The compilation is accomplished via python setup.py build_ext --inplace, but note that bugs can result in the rather cryptic error message error: Pyrex does not appear to be installed on platform 'posix'


I also wrote a plain Python version, "py_fib.py":

def pyfib( i ):
if i < 3:
return 1
else:
return pyfib(i-1) + pyfib(i-2)


This enables me to compare Pyrex-translated Python code stored in a .so to the same code stored in a regular Python module, and compare them both to the "native" version.

I do this comparison via a simple module that imports both forms and runs them, timing each invocation. Here's the output:

kieran@host:~/tmp/pyrex$ ./time_fib.py
Sat Jun 14 12:15:07 2008
pyrex_fib.cfib(40) = 102334155 in 9.6s
pyrex_fib.pyfib(40) = 102334155 in 121.5s
py_fib.pyfib(40) = 102334155 in 98.0s

Interestingly, the Pyrex-translated Python code is about 20% slower than the regular Python; presumably, it's not benefiting from various interpreter optimizations.
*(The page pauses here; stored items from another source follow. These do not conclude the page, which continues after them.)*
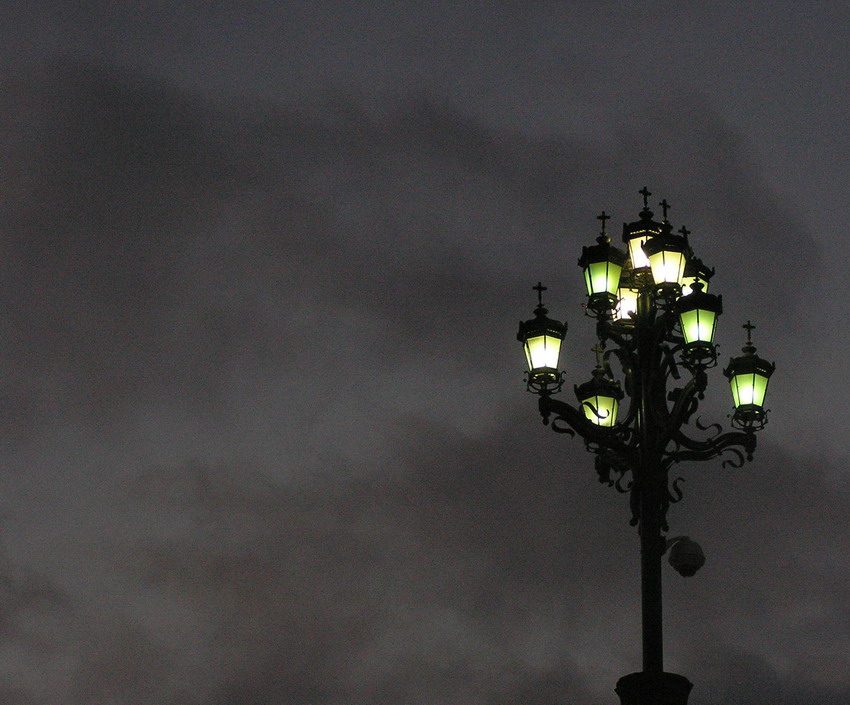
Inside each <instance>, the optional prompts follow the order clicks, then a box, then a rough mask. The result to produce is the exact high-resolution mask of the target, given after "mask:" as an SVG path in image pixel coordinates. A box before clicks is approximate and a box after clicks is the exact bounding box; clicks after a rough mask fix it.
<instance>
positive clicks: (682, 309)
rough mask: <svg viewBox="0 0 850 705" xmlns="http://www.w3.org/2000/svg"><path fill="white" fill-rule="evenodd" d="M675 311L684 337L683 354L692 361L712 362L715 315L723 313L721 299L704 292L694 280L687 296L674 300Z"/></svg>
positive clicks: (697, 282) (701, 288) (699, 282)
mask: <svg viewBox="0 0 850 705" xmlns="http://www.w3.org/2000/svg"><path fill="white" fill-rule="evenodd" d="M676 312H677V313H678V314H679V324H680V325H681V327H682V335H683V336H684V338H685V355H686V356H688V357H690V358H691V360H692V361H696V360H699V359H702V361H703V362H707V361H709V360H710V361H711V362H712V363H713V362H714V360H715V359H716V358H715V353H714V331H715V328H716V327H717V317H718V316H719V315H720V314H721V313H723V299H722V297H720V296H714V295H713V294H706V293H705V292H704V291H703V290H702V283H701V282H696V283H694V285H693V290H692V291H691V293H690V294H688V295H687V296H682V297H680V298H679V299H678V300H677V301H676Z"/></svg>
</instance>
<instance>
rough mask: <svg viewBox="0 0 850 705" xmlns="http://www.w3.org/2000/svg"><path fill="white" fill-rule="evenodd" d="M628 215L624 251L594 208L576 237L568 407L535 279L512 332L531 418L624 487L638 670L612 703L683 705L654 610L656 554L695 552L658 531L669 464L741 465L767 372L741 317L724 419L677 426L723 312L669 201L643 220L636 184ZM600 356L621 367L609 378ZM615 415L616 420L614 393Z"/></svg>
mask: <svg viewBox="0 0 850 705" xmlns="http://www.w3.org/2000/svg"><path fill="white" fill-rule="evenodd" d="M640 193H641V194H642V195H643V210H642V211H641V212H640V218H639V220H637V221H635V222H633V223H625V224H623V240H624V242H625V243H626V245H627V247H628V254H627V253H626V252H623V251H621V250H619V249H617V248H615V247H613V246H612V245H611V239H610V237H609V236H608V234H607V232H606V230H605V221H606V220H607V219H608V218H609V216H608V215H606V214H605V212H604V211H603V213H602V215H600V216H599V220H601V221H602V232H601V234H600V236H599V237H598V238H597V244H596V245H593V246H591V247H585V248H584V250H583V252H582V255H581V258H580V259H579V262H578V263H579V265H580V266H581V267H582V269H583V270H584V279H585V285H586V287H587V294H588V301H587V307H586V312H587V315H589V316H592V317H594V318H596V332H597V336H598V338H599V343H598V345H597V346H596V347H595V348H594V349H595V351H596V368H595V370H594V371H593V374H592V376H591V379H590V380H589V381H588V382H585V383H584V384H581V385H578V386H576V387H575V393H576V397H577V400H578V406H577V407H576V406H573V405H571V404H569V403H567V402H565V401H561V400H559V399H555V398H554V397H553V395H554V394H556V393H558V392H559V391H560V390H561V387H562V386H563V382H564V379H563V372H561V371H559V370H558V358H559V353H560V345H561V342H562V340H563V339H564V336H565V335H566V331H567V325H566V323H561V322H559V321H555V320H552V319H550V318H549V317H548V316H547V314H548V311H547V310H546V308H545V307H544V306H543V291H545V287H544V286H543V285H542V284H538V285H537V286H536V287H534V289H535V290H536V291H537V295H538V305H537V308H536V309H535V311H534V314H535V317H534V318H532V319H531V320H528V321H525V322H521V323H520V327H519V333H518V334H517V338H518V340H519V341H520V342H521V343H522V344H523V347H524V348H525V353H526V360H527V363H528V371H527V373H526V380H527V387H528V390H529V391H532V392H535V393H536V394H538V395H539V397H540V400H539V408H540V413H541V415H542V416H543V423H544V424H549V423H550V421H551V426H552V429H553V430H555V431H557V432H559V433H566V434H569V435H571V436H574V435H575V434H576V433H578V434H579V435H580V436H581V437H582V439H583V440H584V442H585V447H586V448H587V449H588V450H589V451H591V452H592V453H594V454H595V456H596V459H595V465H596V472H597V473H598V475H599V480H600V482H603V483H606V484H608V485H609V486H612V487H615V488H616V489H617V490H618V491H620V492H623V493H628V494H629V498H630V506H631V513H632V519H631V525H632V526H637V527H638V531H639V534H640V546H641V612H642V636H643V670H642V671H640V672H638V673H632V674H630V675H627V676H624V677H622V678H621V679H620V680H619V681H618V682H617V688H616V691H617V693H618V695H619V696H620V700H621V704H622V705H686V703H687V699H688V693H689V692H690V689H691V683H690V682H689V681H688V679H687V678H685V677H684V676H680V675H677V674H674V673H666V672H665V671H664V662H663V649H662V619H661V558H662V556H663V554H664V553H665V551H666V550H667V547H668V545H670V546H671V551H670V561H671V563H672V564H673V565H674V567H676V568H677V570H679V572H680V573H682V574H683V575H693V573H694V572H695V571H696V570H697V569H698V568H699V566H700V565H701V564H702V561H704V557H703V556H702V551H701V549H700V548H699V546H697V545H696V544H695V543H694V542H692V541H690V540H689V539H687V537H676V538H674V539H670V540H669V541H668V540H667V539H666V537H665V535H666V533H667V531H668V525H667V510H668V508H669V506H670V504H671V503H673V502H677V501H679V500H680V499H681V498H682V493H681V490H680V489H679V487H678V481H679V479H680V478H676V479H674V480H673V481H672V482H671V481H670V470H671V468H672V466H673V465H675V464H676V463H679V462H682V461H697V460H709V459H711V458H715V457H717V456H720V455H722V454H728V456H729V457H727V458H726V459H725V460H724V461H723V465H724V466H732V467H741V466H742V465H743V464H744V461H745V459H746V460H752V455H753V451H754V450H755V447H756V437H755V432H756V431H758V430H760V429H762V428H764V425H765V423H766V422H767V412H766V410H765V408H764V398H765V392H766V391H767V385H768V380H769V379H770V376H771V374H773V370H774V367H775V366H774V365H773V364H772V363H769V362H767V361H766V360H763V359H762V358H760V357H759V356H758V355H756V354H755V353H756V349H755V347H754V346H753V344H752V340H751V332H752V329H753V326H752V325H751V324H750V323H749V322H747V324H746V325H745V326H744V328H746V329H747V343H746V345H745V346H744V348H743V350H742V352H743V355H740V356H738V357H734V358H732V359H731V360H730V362H729V365H728V366H727V367H726V369H725V370H724V375H725V376H726V377H727V378H728V379H729V383H730V387H731V390H732V397H733V402H734V412H733V413H732V415H731V423H732V426H733V427H734V428H735V429H736V430H734V431H730V432H727V433H721V431H722V429H721V427H720V426H719V425H718V424H711V425H703V424H702V423H701V422H700V420H699V419H698V418H697V419H696V420H694V421H693V426H692V428H695V429H696V430H697V432H699V433H701V434H703V435H704V436H706V437H703V438H701V439H699V438H695V437H693V435H689V434H688V433H686V427H691V420H692V419H693V417H694V414H695V412H696V410H697V407H698V405H699V401H700V400H702V399H703V398H704V393H705V389H706V385H707V381H708V377H707V374H706V370H708V369H709V368H711V367H714V366H715V365H716V364H717V347H716V345H715V343H714V332H715V329H716V326H717V318H718V316H719V315H720V314H721V313H722V311H723V306H722V301H721V297H720V296H716V295H714V294H709V293H708V283H709V279H710V278H711V275H712V274H713V273H714V270H709V269H708V268H707V267H706V266H705V265H704V264H703V263H702V262H701V261H700V260H699V259H697V258H696V257H695V255H694V253H693V250H692V249H691V246H690V241H689V239H688V235H689V234H690V233H689V232H688V230H687V229H686V228H684V227H683V228H681V229H680V230H679V232H678V233H673V231H672V226H671V225H670V222H669V221H668V220H667V211H668V209H669V208H670V206H669V204H668V203H667V201H666V200H664V201H662V202H661V203H660V205H661V207H662V209H663V220H662V221H661V222H656V221H654V220H653V213H652V211H650V210H649V206H648V198H649V196H650V195H651V194H650V192H649V191H647V189H646V188H644V189H642V190H641V191H640ZM612 360H613V361H614V362H615V366H616V367H619V369H620V371H621V373H622V379H623V383H622V386H621V385H620V383H619V382H617V381H615V379H614V373H613V369H612V364H611V362H612ZM624 399H627V402H626V404H625V405H624V406H625V413H624V414H622V417H621V418H618V416H619V412H620V406H621V402H622V401H623V400H624Z"/></svg>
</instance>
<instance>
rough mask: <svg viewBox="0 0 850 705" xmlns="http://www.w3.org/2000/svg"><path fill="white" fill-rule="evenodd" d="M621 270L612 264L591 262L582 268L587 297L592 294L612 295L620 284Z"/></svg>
mask: <svg viewBox="0 0 850 705" xmlns="http://www.w3.org/2000/svg"><path fill="white" fill-rule="evenodd" d="M622 271H623V268H622V267H621V266H620V265H618V264H614V263H613V262H593V263H591V264H589V265H587V267H585V268H584V283H585V285H586V286H587V294H588V296H592V295H593V294H604V293H608V294H614V293H616V291H617V285H618V284H619V283H620V272H622Z"/></svg>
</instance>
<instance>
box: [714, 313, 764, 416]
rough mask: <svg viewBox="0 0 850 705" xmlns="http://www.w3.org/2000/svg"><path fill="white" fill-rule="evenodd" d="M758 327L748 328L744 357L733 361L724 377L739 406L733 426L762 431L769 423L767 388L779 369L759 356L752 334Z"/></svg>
mask: <svg viewBox="0 0 850 705" xmlns="http://www.w3.org/2000/svg"><path fill="white" fill-rule="evenodd" d="M754 327H755V326H753V325H751V324H750V322H749V321H747V324H746V325H745V326H744V328H746V329H747V344H746V345H745V346H744V347H743V348H742V352H743V353H744V354H743V355H741V356H739V357H733V358H732V359H731V360H730V361H729V366H728V367H727V368H726V369H725V370H723V374H724V375H726V378H727V379H728V380H729V386H730V387H731V389H732V400H733V402H734V404H735V414H734V415H733V416H732V422H733V423H734V424H735V425H736V426H738V427H739V428H743V429H746V430H758V429H760V428H763V427H764V425H765V423H767V412H766V411H765V409H764V398H765V395H766V393H767V384H768V382H769V381H770V376H771V375H772V374H773V371H774V370H775V369H776V365H775V364H773V363H770V362H768V361H767V360H764V359H762V358H760V357H759V356H758V355H756V354H755V353H756V348H755V346H754V345H753V344H752V340H751V333H752V330H753V328H754Z"/></svg>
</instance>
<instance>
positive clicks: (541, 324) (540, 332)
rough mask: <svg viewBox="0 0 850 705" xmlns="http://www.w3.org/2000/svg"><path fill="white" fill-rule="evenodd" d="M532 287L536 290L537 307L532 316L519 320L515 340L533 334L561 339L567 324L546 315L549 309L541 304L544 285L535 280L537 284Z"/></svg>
mask: <svg viewBox="0 0 850 705" xmlns="http://www.w3.org/2000/svg"><path fill="white" fill-rule="evenodd" d="M532 288H533V289H534V290H535V291H536V292H537V308H535V309H534V318H530V319H529V320H527V321H520V322H519V332H518V333H517V340H519V341H520V342H525V341H526V340H527V339H528V338H533V337H535V335H554V336H555V337H557V338H560V339H561V340H563V338H564V336H565V335H566V333H567V324H566V323H561V322H560V321H556V320H554V319H551V318H549V317H548V316H547V315H546V314H547V313H549V309H547V308H546V307H545V306H544V305H543V292H544V291H546V287H545V286H543V284H542V283H540V282H537V286H535V287H532Z"/></svg>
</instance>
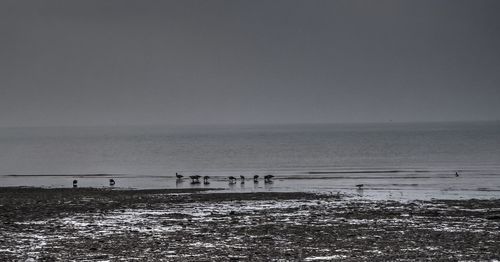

The "C" implementation blows them both out of the water.

Pyrex looks great for wrapping C libraries for Python, and might serve for code obfuscation, but the major limitation is the difficulty of moving non-scalar data types between C and Python: it wouldn't have been easy to return a Python dictionary from my cfib routine, for example.